To recap, tribal police Officer Robert Carrasco, Badge #166, with the Tohono O’odham Police Department worked closely with U.S. Border Patrol Agents to maliciously cite me for impeding traffic while I was being seized by armed federal agents in front of two stop signs at a Homeland Security checkpoint located off the reservation along SR-86 in Southern Arizona.
In my last update, I indicated I submitted a Motion for Pre-hearing Discovery. That motion has been denied by the court on the basis that I didn’t submit a copy to the citing officer. This despite the fact I called the court prior to submitting the motion requesting to know whether or not I needed to provide a copy to the officer. I was told no I didn’t need to and took the court at its word only to be denied access to documentation that would have assisted with my defense.
Additionally, the three Notice’s To Appear I’ve received from the court include my name and contact information but don’t include the name and contact information of the citing officer. This of course makes it difficult to know where to send legal documentation regarding the case (or any other for that matter).

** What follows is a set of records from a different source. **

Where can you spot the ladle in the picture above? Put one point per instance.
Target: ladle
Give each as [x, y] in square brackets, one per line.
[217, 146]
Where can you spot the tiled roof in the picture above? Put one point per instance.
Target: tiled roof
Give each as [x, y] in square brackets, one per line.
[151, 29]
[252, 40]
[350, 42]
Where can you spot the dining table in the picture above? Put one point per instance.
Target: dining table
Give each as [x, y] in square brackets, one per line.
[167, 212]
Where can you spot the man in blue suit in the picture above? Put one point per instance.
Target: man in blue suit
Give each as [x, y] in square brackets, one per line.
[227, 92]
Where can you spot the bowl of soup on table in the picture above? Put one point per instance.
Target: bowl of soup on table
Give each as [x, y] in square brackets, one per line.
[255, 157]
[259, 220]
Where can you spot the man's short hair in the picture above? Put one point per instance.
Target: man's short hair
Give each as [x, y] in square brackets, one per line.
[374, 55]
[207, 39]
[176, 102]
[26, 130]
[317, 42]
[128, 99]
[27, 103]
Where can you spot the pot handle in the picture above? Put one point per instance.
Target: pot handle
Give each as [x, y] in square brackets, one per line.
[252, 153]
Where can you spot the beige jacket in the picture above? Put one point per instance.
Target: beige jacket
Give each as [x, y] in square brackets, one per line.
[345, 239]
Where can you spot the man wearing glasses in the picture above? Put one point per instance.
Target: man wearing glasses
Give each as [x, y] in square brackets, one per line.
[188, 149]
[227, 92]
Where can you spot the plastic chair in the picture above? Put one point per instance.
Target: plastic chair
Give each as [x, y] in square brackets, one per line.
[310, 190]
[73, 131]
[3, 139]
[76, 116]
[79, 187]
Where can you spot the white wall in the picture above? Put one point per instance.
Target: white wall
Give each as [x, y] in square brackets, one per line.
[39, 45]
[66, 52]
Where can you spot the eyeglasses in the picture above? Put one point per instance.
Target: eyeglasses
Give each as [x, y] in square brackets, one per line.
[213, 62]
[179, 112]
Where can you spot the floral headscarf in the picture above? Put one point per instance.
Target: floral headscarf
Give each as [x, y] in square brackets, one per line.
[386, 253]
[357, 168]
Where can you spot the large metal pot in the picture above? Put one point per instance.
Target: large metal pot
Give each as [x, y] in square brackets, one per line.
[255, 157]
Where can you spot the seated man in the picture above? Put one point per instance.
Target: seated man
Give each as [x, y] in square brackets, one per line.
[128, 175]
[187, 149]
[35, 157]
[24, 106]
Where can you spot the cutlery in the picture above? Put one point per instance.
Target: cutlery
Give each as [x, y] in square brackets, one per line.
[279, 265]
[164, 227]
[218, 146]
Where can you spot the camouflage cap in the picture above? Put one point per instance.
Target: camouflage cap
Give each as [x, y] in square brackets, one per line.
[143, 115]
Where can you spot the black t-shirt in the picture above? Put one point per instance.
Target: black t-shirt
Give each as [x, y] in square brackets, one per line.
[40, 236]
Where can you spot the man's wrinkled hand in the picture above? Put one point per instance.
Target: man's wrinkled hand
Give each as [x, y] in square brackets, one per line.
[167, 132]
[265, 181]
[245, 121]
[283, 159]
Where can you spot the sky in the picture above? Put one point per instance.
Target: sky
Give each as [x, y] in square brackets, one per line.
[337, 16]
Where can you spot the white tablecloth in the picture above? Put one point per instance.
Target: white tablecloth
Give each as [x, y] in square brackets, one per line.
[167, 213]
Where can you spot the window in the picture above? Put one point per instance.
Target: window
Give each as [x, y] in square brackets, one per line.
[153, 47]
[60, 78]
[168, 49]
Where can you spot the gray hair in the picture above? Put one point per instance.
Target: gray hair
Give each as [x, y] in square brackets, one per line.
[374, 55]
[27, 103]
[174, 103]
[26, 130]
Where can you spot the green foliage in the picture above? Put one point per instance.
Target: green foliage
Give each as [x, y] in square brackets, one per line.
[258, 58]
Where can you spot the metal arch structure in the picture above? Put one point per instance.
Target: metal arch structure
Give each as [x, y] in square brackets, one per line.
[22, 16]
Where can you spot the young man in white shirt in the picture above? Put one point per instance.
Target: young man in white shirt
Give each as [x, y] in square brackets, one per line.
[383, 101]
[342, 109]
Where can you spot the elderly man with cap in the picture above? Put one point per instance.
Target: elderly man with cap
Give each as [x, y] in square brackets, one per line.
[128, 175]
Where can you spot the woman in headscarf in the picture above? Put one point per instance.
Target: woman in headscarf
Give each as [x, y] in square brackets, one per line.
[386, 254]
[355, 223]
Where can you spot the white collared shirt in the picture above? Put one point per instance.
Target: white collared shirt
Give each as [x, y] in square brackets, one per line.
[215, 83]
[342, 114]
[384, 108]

In fact, if I hadn’t made it a point to demand and record the name of the officer who stopped me (he initially refused to identify himself), I wouldn’t know who he was other than a badge number.

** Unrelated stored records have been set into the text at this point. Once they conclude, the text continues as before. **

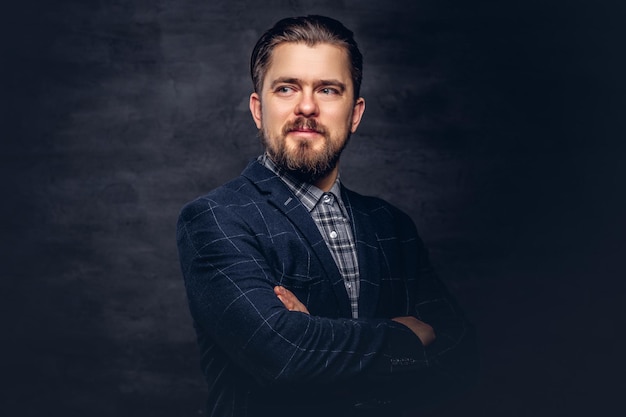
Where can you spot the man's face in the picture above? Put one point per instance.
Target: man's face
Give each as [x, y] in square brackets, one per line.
[306, 110]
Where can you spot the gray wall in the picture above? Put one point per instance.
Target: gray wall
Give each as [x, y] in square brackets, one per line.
[498, 126]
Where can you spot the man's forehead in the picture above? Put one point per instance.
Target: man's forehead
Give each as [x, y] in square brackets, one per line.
[323, 59]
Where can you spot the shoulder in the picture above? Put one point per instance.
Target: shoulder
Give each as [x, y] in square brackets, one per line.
[237, 194]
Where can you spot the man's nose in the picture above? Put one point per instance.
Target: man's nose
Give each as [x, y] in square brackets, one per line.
[307, 105]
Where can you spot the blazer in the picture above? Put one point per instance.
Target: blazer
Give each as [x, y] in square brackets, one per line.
[240, 240]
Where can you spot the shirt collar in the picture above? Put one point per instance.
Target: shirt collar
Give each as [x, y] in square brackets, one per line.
[308, 194]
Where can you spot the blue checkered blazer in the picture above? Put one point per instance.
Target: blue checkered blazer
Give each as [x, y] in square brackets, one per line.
[242, 239]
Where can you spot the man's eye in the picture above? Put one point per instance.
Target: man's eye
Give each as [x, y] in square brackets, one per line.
[284, 90]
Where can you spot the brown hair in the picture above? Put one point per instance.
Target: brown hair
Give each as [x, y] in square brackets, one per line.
[310, 30]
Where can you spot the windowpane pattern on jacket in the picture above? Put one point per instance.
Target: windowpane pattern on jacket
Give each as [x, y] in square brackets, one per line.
[331, 218]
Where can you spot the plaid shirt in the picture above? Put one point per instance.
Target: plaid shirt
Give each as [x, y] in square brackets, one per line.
[331, 217]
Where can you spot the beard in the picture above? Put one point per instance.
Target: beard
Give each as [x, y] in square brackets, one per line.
[302, 161]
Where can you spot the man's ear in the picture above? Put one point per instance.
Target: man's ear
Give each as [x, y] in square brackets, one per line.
[357, 113]
[255, 109]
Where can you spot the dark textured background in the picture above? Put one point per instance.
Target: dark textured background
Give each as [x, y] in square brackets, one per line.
[498, 126]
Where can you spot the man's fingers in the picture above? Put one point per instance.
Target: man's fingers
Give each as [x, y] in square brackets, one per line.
[289, 300]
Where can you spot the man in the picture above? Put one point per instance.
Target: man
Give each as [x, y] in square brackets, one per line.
[307, 297]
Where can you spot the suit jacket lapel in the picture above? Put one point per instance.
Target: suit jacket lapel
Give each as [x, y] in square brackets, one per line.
[279, 195]
[368, 254]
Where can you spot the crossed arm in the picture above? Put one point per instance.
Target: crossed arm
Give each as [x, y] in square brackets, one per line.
[424, 331]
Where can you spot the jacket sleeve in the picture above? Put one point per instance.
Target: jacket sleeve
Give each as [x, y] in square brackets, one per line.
[230, 292]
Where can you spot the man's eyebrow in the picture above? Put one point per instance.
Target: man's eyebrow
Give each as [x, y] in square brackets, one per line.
[291, 80]
[332, 82]
[284, 80]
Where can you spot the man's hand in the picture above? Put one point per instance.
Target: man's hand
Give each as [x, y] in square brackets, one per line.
[290, 301]
[424, 331]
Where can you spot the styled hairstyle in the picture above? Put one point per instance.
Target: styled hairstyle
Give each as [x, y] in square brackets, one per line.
[310, 30]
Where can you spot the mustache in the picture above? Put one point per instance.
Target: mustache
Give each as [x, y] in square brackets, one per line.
[303, 123]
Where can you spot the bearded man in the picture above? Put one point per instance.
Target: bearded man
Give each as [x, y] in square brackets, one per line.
[307, 297]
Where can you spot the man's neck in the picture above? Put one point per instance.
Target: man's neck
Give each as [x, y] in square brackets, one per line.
[327, 182]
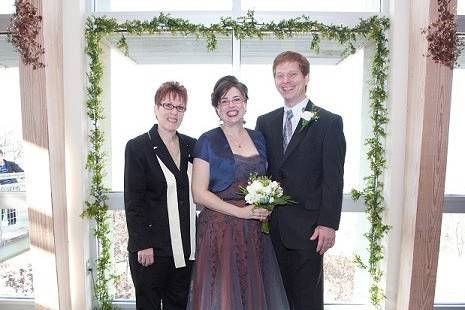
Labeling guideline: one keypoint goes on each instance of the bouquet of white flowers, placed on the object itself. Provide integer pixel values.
(264, 193)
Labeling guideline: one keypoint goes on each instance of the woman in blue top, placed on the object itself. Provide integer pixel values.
(235, 267)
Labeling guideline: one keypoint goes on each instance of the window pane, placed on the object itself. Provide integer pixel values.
(451, 265)
(15, 260)
(456, 148)
(135, 80)
(316, 5)
(7, 6)
(124, 287)
(346, 77)
(161, 5)
(10, 127)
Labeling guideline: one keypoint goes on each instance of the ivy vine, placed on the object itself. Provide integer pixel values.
(245, 27)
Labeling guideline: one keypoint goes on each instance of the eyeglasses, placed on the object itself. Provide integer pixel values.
(170, 106)
(234, 101)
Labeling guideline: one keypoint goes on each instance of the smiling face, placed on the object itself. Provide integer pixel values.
(231, 107)
(169, 120)
(290, 82)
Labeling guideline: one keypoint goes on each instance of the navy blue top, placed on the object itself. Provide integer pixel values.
(213, 147)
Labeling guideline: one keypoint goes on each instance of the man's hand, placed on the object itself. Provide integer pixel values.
(326, 237)
(145, 257)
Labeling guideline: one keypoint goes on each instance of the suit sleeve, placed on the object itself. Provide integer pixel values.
(334, 150)
(134, 192)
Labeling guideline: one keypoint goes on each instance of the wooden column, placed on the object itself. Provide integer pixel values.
(43, 133)
(428, 108)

Why the name and contact information of the citing officer isn’t made available in the same way a defendant’s information is remains unclear but my educated guess indicates it has something to do with HB 2380 and the underlying statute ARS 13-2401. These provide for special privileges and immunities to certain individuals in society at the expense of everyone else.
I’ll be in Pima County Justice Court Friday, April 10, 2009, defending myself against the civil charge of impeding traffic. An update regarding the hearing’s outcome will be posted as time permits.